Are your findings biological?
Dr. Mayer: Yes, this is always the big question. Most people like to squeeze you into traditional dichotomy -- is it psychological or is it real, meaning biological? We refuse to accept that dichotomy because the more we use imaging to look at brain function, the more we realize that every brain function, emotions, cognitions or pain response, has a biological basis. What we saw in this study is therefore a neurobiological response that is different in patients. We know that because we have other studies going on that look at what are the neurotransmitters underlying this -- it seems the dopamine signal system in the brain is involved in its difference. We also look at, for example, genetic factors -- how they might predispose an individual to have this response that does not turn off the gain. Why would there be a genetic basis for something like this and why would it be between 15 and 20 percent of the population who have these syndromes? It’s most likely that, from an evolutionary viewpoint, it is advantageous to avoid physical damage by not turning off the gain of the system, and detecting the pain stimulus early. Such an individual is hypervigilant and maximizes its sensitivities. You can ask yourself: what is better for you: to miss the appropriate response once if something really bad happens to you, or if you are hypervigilant and run away nine times too often. So we think that there may be a genetic basis for this kind of difference in the brain’s response.
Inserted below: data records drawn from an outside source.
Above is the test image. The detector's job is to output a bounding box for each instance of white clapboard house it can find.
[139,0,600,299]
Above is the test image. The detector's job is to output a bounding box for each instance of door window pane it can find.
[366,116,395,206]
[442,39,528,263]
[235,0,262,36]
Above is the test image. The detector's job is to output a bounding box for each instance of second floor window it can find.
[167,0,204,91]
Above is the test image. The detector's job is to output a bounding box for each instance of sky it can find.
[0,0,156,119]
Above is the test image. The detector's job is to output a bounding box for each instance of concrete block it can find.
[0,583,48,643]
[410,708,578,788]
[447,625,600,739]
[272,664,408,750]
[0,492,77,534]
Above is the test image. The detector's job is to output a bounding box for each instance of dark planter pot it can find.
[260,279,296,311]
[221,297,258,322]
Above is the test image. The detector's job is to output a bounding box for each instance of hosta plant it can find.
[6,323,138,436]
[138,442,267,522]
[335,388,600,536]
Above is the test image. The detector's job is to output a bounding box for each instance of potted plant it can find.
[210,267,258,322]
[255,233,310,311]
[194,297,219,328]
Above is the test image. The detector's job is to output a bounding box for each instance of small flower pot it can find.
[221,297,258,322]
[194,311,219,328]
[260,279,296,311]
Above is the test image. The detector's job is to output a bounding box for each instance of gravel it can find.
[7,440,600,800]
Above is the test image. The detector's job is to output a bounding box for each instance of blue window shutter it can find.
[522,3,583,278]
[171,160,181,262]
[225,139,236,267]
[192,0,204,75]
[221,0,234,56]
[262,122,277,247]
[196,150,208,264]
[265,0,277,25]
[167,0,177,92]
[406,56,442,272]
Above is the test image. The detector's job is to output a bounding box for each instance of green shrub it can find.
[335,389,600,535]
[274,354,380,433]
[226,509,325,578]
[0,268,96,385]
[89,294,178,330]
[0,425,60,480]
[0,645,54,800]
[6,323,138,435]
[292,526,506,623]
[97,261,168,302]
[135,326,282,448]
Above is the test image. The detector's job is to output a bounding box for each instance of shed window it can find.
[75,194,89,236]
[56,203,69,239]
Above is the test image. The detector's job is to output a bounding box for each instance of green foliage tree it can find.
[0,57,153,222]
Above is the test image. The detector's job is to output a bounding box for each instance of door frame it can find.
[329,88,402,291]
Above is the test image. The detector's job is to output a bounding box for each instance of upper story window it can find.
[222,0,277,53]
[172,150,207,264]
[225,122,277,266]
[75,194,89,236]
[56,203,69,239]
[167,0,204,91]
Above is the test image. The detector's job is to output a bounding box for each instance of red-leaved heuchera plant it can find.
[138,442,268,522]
Now that you know that, what does it mean for treating IBS down the road?
Dr. Mayer: Treatment takes several components. One is that we know certain patients respond well to medications that aim to decrease the activity in arousal circuits within the brain and can either manifest as anxiety or anticipatory anxiety or abnormal expectation -- that is the pharmacological implication. But maybe more interesting and relevant is the cognitive behavioral strategies where patients are trained to deal with situations differently. If you show this information to a patient and say we are going to teach you skills to respond differently to a situation, it can be very powerful. Surprisingly at the moment, I didn’t mention it earlier, cognitive behavioral therapies are the most effective treatments for patients who are willing to undergo it -- not general psychotherapy, not psychoanalysis, but really retraining the brain to respond differently to expected stressors, including pain.